I'll agree to that. Can we "form" new musicians to undo the mess-ups of the last 40 years?

51. Preparation for music ministry should include appropriate human formation, spiritual formation, intellectual formation, and pastoral formation. Bishops and pastors should encourage liturgical musicians to take part in ministerial formation opportunities offered by universities, colleges, seminaries, ministry formation programs, dioceses, and national ministry associations. Parishes and dioceses should provide the financial support needed to ensure competent liturgical musical leadership.

The CMAA would be an excellent place to start (in terms of national ministry associations).

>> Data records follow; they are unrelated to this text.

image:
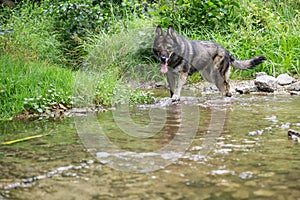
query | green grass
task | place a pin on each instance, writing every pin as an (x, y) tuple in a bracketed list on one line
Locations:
[(21, 79), (33, 75)]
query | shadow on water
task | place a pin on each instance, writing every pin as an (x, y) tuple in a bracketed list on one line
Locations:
[(202, 148)]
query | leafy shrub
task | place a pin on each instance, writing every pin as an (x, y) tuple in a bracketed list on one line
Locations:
[(47, 102), (190, 15)]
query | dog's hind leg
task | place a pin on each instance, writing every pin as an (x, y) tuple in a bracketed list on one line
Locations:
[(181, 81), (171, 78)]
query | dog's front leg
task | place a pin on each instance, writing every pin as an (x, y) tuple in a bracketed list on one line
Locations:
[(181, 81)]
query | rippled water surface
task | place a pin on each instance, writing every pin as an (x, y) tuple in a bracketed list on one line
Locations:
[(201, 148)]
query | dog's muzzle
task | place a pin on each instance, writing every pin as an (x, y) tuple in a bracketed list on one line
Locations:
[(164, 58)]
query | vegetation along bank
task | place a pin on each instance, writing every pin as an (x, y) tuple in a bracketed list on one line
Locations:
[(55, 55)]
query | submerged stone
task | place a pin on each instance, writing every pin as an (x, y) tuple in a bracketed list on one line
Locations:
[(295, 86), (284, 79)]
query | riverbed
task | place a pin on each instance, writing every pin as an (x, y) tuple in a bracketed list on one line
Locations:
[(200, 148)]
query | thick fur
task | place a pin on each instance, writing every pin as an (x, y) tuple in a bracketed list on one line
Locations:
[(181, 57)]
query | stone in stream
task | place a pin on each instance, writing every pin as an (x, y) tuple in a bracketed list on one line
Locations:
[(294, 135), (284, 79), (246, 89), (294, 86), (266, 83)]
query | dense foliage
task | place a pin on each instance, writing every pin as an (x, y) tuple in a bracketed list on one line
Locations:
[(113, 39)]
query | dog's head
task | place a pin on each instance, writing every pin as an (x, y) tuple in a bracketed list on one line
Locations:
[(164, 46)]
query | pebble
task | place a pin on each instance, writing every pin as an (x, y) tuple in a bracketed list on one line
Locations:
[(264, 193), (284, 79), (241, 194)]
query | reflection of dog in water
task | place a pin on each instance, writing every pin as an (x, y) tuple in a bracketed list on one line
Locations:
[(181, 57)]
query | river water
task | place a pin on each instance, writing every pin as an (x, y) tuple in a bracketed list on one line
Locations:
[(200, 148)]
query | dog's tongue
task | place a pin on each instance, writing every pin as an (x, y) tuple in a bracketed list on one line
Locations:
[(164, 68)]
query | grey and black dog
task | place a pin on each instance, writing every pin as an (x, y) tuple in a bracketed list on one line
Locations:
[(181, 57)]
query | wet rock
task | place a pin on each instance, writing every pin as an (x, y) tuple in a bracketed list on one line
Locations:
[(284, 79), (266, 83), (295, 92), (261, 74), (264, 193), (295, 86), (241, 194), (246, 89)]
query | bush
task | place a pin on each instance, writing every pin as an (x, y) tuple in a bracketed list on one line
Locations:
[(193, 15)]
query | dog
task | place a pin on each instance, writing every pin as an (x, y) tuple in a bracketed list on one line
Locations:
[(181, 58)]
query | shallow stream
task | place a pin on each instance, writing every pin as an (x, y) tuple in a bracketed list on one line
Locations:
[(200, 148)]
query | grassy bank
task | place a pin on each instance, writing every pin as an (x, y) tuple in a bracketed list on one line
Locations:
[(32, 86), (97, 50)]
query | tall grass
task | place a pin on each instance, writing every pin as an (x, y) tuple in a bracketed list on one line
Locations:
[(32, 57)]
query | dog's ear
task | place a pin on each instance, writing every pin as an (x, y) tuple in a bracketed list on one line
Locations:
[(171, 31), (158, 31)]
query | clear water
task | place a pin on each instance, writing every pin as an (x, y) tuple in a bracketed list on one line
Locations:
[(202, 148)]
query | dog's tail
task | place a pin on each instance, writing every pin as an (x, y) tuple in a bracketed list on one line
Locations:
[(247, 64)]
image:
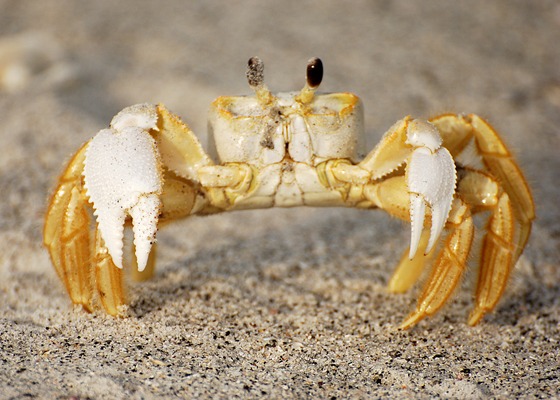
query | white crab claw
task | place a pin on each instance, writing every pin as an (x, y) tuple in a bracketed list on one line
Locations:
[(431, 180), (122, 175)]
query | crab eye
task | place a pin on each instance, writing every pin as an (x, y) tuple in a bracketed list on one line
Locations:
[(255, 72), (314, 72)]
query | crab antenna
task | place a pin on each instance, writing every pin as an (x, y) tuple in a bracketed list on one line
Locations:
[(255, 77), (314, 76)]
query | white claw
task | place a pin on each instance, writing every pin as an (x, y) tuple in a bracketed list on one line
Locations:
[(431, 180), (122, 175)]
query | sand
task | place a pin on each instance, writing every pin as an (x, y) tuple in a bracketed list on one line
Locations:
[(283, 303)]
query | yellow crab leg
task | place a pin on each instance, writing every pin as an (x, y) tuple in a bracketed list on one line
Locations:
[(447, 270), (66, 233), (500, 162), (496, 262)]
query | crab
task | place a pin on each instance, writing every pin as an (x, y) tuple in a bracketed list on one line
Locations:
[(285, 150)]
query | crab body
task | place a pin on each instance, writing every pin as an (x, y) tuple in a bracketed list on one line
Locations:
[(286, 150)]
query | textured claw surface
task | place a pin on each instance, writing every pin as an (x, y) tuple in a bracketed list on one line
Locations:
[(122, 176), (431, 180)]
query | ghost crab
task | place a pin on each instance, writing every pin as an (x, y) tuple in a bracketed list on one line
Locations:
[(291, 149)]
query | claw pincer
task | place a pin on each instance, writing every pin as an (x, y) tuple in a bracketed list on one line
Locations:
[(431, 180), (122, 174)]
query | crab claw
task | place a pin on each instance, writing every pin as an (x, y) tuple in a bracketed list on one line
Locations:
[(431, 180), (122, 176)]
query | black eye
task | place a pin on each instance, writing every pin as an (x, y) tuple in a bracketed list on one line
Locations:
[(314, 72), (255, 71)]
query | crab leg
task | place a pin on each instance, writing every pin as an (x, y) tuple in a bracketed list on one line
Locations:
[(447, 270), (496, 263), (430, 173), (501, 164), (457, 131), (67, 233)]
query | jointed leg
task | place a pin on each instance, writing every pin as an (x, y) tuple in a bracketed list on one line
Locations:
[(67, 233), (446, 271)]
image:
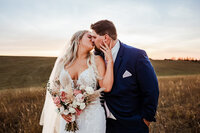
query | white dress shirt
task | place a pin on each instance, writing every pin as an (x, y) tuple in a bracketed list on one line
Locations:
[(114, 51)]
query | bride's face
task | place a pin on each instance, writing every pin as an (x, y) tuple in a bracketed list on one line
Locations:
[(86, 42)]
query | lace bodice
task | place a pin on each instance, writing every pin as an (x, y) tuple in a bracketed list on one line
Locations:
[(86, 78)]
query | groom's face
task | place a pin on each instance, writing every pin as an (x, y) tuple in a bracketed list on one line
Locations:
[(97, 40)]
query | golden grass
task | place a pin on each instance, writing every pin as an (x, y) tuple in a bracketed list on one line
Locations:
[(178, 110)]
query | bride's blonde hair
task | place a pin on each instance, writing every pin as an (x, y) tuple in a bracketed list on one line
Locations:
[(71, 53)]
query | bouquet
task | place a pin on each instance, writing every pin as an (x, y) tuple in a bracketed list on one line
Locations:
[(72, 101)]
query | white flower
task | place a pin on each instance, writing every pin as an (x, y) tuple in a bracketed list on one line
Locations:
[(89, 90), (82, 106), (82, 87), (78, 103), (79, 98), (74, 104), (73, 118), (66, 112), (72, 110), (61, 109)]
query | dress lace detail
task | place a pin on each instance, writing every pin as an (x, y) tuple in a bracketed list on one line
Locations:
[(92, 119)]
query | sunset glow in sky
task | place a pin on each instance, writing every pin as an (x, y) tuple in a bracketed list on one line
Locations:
[(165, 29)]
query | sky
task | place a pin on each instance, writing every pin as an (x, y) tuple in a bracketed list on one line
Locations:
[(163, 28)]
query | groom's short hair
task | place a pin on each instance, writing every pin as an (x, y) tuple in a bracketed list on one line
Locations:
[(103, 27)]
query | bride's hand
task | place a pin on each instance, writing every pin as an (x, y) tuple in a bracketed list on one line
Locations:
[(68, 118), (107, 52)]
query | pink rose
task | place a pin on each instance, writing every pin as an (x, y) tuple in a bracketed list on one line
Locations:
[(76, 92), (78, 112), (63, 96)]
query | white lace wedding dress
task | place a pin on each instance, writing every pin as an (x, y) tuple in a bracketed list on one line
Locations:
[(92, 119)]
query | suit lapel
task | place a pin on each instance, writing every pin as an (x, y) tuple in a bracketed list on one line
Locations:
[(118, 59)]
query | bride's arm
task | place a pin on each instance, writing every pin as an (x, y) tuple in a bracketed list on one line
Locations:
[(105, 70)]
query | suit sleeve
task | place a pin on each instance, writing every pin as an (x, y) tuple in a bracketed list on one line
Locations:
[(148, 84)]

52. The service of pastoral musicians should be recognized as a valued and integral part of the overall pastoral ministry of the parish or diocese; provision should be made for just compensation. Professional directors of music ministries and part-time pastoral music ministers should each receive appropriate wages and benefits that affirm the dignity of their work.

Yes - thank you!

53. Liturgical music ministers should be provided with the proper resources to carry out
their administrative functions in a professional manner.


Absolutely!

So, we have one section anyways that (overall) I can rate as quite good. Next post will be "Music in Catholic Schools". Rave or rant? Stay tuned.

Peace,
BMP

MY NEW CHOIR

OK - I've been out of work for about nearly four weeks now, but here is the new choir I get to direct in order to stay in practice for the next job I get.


This cat is a former lounge singer at St. Joan's and is now the soprano section leader in our Cat Chorale.


This soprano may look and act like Paris Hilton, but she's brought the roof down at Lincoln Center, so she likes to think.


One of our altos, this cat is an accomplished blues singer down at Lupo's Heartbreak Hotel, while doubling as a section leader at my former roundhouse church.


Pinky here was once a liturgical dance choreographer for a certain west coast religious misedumacation congress, until she found the knack for singing and joined last year's congress choir.


Finally, the founding member of the Cat Chorale, and one of the first parish folk group members. She even tried to start a folk group while the 1962 Roman Missal was still in force as the Ordinary Form of worship.

Think they can sing Gregorian Chant?